Growth remains a function of a number of components. Since each of these segments has witnessed a slowdown, had it not been for government-based expenditure, the growth numbers could have reflected a real growth rate of well below 2-2.5 per cent. However, can the present government be blamed entirely for this scenario?
I have previously argued how the extent to which India's current growth situation, evolving over the last four years, has a direct causal link with the changing politico-economic landscape, as the Modi government continues to take centralised, unilateral actions that are largely based on short-term political principles against longer-term market principles. Still, it would be unfair to put the entire blame on this government.
Government holds the key
There are structural concerns where investment and production patterns need to be altered. All economic agents (households, producers, financial institutions, external sector) must change their future course and plan of action.

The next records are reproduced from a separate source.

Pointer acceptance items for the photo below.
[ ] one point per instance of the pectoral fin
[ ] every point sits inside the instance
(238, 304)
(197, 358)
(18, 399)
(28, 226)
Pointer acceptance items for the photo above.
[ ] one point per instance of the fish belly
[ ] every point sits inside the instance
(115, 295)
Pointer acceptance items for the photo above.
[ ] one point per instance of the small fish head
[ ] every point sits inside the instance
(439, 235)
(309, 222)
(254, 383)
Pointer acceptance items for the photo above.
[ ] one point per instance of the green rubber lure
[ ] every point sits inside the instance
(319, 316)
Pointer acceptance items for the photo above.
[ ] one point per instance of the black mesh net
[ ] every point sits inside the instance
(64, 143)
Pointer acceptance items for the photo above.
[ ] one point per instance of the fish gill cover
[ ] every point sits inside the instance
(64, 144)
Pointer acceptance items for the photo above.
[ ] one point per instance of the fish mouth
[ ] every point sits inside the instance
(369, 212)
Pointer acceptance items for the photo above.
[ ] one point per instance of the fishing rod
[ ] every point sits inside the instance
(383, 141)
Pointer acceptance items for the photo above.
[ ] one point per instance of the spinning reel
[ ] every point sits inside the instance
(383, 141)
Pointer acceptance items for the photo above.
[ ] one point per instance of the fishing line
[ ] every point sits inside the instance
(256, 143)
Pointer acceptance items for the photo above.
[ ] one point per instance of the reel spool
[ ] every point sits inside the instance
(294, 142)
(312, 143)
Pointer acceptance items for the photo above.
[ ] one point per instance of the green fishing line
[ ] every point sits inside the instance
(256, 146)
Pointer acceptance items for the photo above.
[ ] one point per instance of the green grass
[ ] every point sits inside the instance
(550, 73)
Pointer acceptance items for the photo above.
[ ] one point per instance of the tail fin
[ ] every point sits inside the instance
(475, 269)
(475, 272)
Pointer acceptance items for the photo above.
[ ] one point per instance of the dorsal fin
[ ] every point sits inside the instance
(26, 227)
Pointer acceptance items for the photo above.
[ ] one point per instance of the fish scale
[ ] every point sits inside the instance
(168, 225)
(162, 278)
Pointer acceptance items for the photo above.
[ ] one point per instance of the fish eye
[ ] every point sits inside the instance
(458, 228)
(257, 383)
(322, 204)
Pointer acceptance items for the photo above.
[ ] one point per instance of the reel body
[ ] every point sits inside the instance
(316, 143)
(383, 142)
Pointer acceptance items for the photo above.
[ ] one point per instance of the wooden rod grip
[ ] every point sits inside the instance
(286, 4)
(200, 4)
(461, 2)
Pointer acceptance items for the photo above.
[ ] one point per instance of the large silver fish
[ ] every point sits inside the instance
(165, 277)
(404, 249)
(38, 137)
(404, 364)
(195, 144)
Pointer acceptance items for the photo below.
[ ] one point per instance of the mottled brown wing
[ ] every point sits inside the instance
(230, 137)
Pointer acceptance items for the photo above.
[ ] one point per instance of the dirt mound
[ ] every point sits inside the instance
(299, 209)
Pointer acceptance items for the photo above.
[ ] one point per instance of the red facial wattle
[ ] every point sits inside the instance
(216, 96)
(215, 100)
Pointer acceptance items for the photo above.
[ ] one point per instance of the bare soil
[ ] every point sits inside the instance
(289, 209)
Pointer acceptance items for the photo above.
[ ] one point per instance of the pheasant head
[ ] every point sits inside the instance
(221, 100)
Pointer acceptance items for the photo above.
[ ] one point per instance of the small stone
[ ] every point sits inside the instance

It needs to be envisioned from a broader canvas through a cohesive policy framework and legal interventions. Meanwhile, the latter would require a deliberative, decentralised approach from the government. More importantly, let some of the states take a more cautious (yet proactive) approach to revive their Gross State Domestic Product (GSDP) numbers.
With weak state fiscal capacity and a centralising government, this seems difficult. So, somewhere, both the source of the problem and its solution feature the Indian government as the anchor agent. It must be the cause of change it wants to see (especially with respect to its vision for the economy), and any action it takes (or doesn't take) must encourage other agents to gravitate towards this common desirable vision.
What many would like to know is what is the 'economic vision' that the government wants to embark on. As for now, the 'political vision' is taking precedence and crowding out any possibilities for the economy to see the light of dawn it so desperately needs to see.